L’UE souhaite donner la préférence à l’industrie européenne lors de l’attribution des marchés publics. La Chambre de commerce chinoise se voit ignorée.
AFP | La Chambre de commerce chinoise de Bruxelles a critiqué les projets de spécifications « Made in Europe » pour des produits tels que les cellules solaires et les voitures électriques. Les projets de la Commission européenne pourraient « signaler une incertitude aux investisseurs » et avoir des « implications considérables » sur les relations commerciales entre l’UE et la Chine, a prévenu jeudi la Chambre de commerce. La Commission européenne souhaite utiliser ces lignes directrices pour donner à sa propre industrie un avantage face à la concurrence chinoise.
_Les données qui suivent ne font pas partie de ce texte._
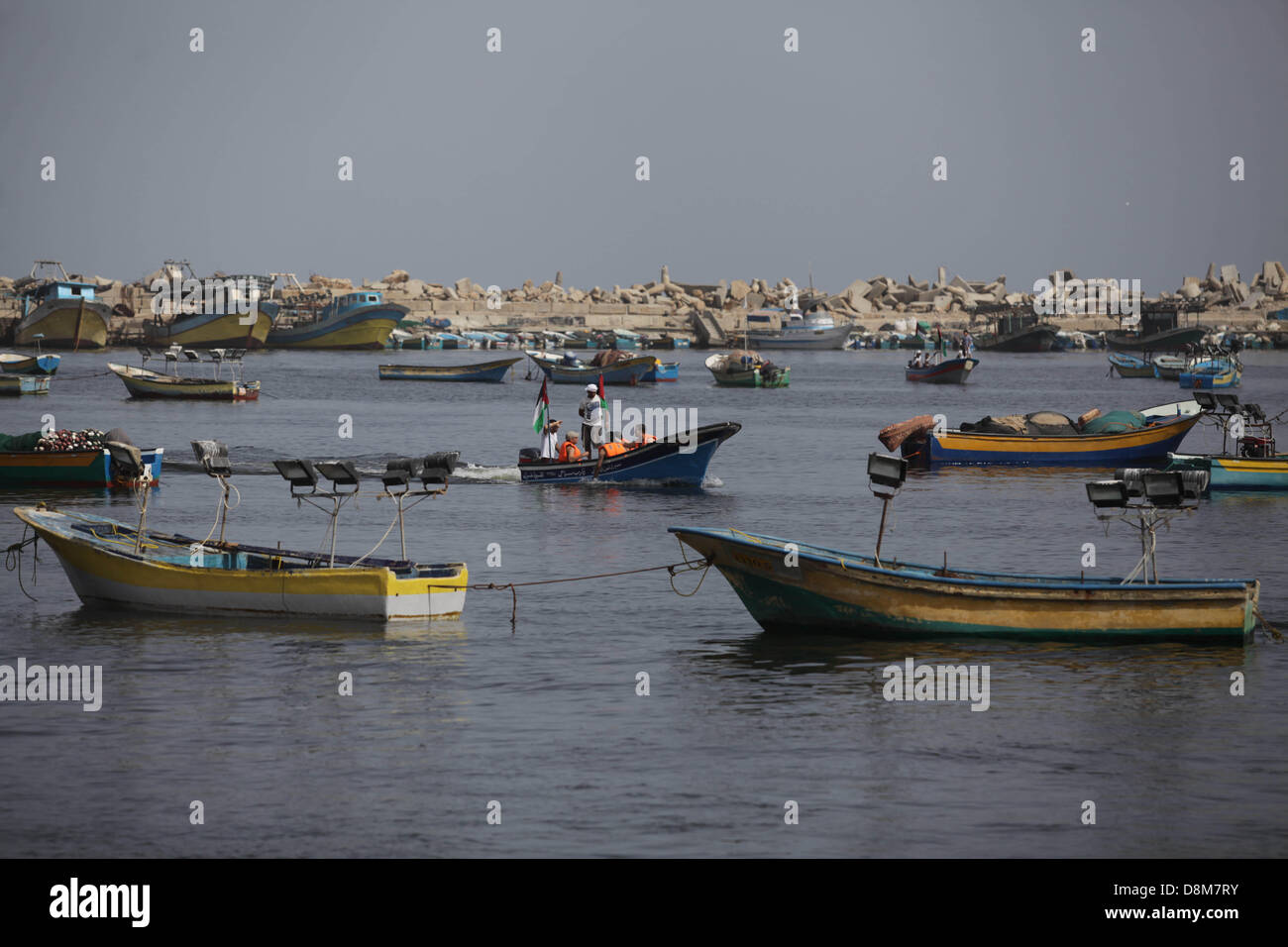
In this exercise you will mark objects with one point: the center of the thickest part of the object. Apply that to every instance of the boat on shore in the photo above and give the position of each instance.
(17, 364)
(616, 369)
(835, 591)
(24, 384)
(60, 313)
(360, 320)
(481, 371)
(1047, 438)
(669, 462)
(117, 565)
(745, 368)
(949, 371)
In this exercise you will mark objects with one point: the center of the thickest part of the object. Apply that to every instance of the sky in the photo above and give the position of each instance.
(763, 162)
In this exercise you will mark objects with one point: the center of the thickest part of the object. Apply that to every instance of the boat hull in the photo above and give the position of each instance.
(664, 462)
(162, 579)
(1041, 450)
(953, 371)
(68, 470)
(484, 371)
(64, 325)
(840, 592)
(206, 331)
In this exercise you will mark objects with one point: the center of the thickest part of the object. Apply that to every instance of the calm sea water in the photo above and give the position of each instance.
(245, 715)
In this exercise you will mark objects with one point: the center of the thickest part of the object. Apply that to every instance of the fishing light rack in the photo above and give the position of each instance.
(888, 474)
(1145, 500)
(303, 476)
(434, 471)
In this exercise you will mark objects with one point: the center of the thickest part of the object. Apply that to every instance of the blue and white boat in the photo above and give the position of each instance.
(669, 462)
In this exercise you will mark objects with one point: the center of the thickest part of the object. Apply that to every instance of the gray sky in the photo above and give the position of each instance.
(505, 166)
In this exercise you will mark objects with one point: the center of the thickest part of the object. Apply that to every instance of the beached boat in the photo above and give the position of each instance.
(743, 368)
(835, 591)
(671, 462)
(1047, 438)
(16, 364)
(24, 384)
(1131, 367)
(951, 371)
(143, 382)
(60, 313)
(119, 565)
(780, 329)
(571, 371)
(360, 320)
(482, 371)
(1159, 329)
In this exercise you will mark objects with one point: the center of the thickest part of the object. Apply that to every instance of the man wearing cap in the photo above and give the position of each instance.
(591, 412)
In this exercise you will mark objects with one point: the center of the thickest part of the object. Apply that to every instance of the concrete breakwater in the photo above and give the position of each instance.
(716, 312)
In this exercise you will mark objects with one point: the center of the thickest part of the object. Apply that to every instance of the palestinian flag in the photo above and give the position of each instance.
(541, 412)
Bruxelles a proposé mercredi que dans les appels d’offres publics ou les financements gouvernementaux, une proportion minimale de composants d’un soumissionnaire doive provenir de l’UE ou de ses pays partenaires. Cela s’appliquerait par exemple aux projets de construction ou à une prime à l’achat de voitures électriques. La Chambre de commerce chinoise a critiqué le fait que la Chine – contrairement à la Grande-Bretagne ou au Japon – ne fait pas partie des partenaires commerciaux pouvant recevoir le label « Made in Europe ».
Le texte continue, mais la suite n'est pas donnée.